JD Sports is set to buy out the minority shareholders in Iberian Sports Retail Group (ISRG) to acquire 100% of the brand as it strengthens its foothold in the Iberian peninsula. 

Regis Schultz

Régis Schultz said the deal complements the retailer’s ‘JD first’ growth strategy

The sportswear retailer announced plans to buy out the remaining 49.98% shares in ISRG in a €500.1m (£427m) deal funded by the group’s existing available cash resources.

ISRG has 460 stores across Europe including JD in Iberia, Sprinter in Spain, Sport Zone in Portugal, and Aktiesport and Perry Sport in the Netherlands. 

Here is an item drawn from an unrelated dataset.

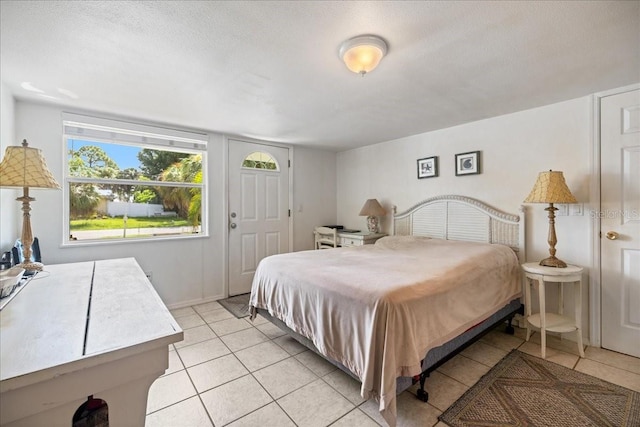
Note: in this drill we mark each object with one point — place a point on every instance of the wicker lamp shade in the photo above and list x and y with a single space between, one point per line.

JD Sports said it sees “opportunities to continue to develop Sprinter and Sport Zone” and the ISRG acquisition will “have an important part to play in the further development of the JD fascia in Iberia and beyond”.

The retailer expects the transaction to be completed by October after an ordinary resolution is passed in favour of the acquisition at ISRG’s general meeting in September.

JD Sports chief executive Régis Schultz said: “At our capital markets event earlier in the year, we emphasised the benefit of having strong complementary concepts to support our ‘JD first’ global growth strategy. ISRG is a highly successful business and one of the leading players in sports retail in Iberia. By bringing the two businesses closer together, there is significant potential for accelerating growth.

 “We sincerely thank the minority shareholders, Balaiko and Sonae, for their important contributions to the business during our time as partners.”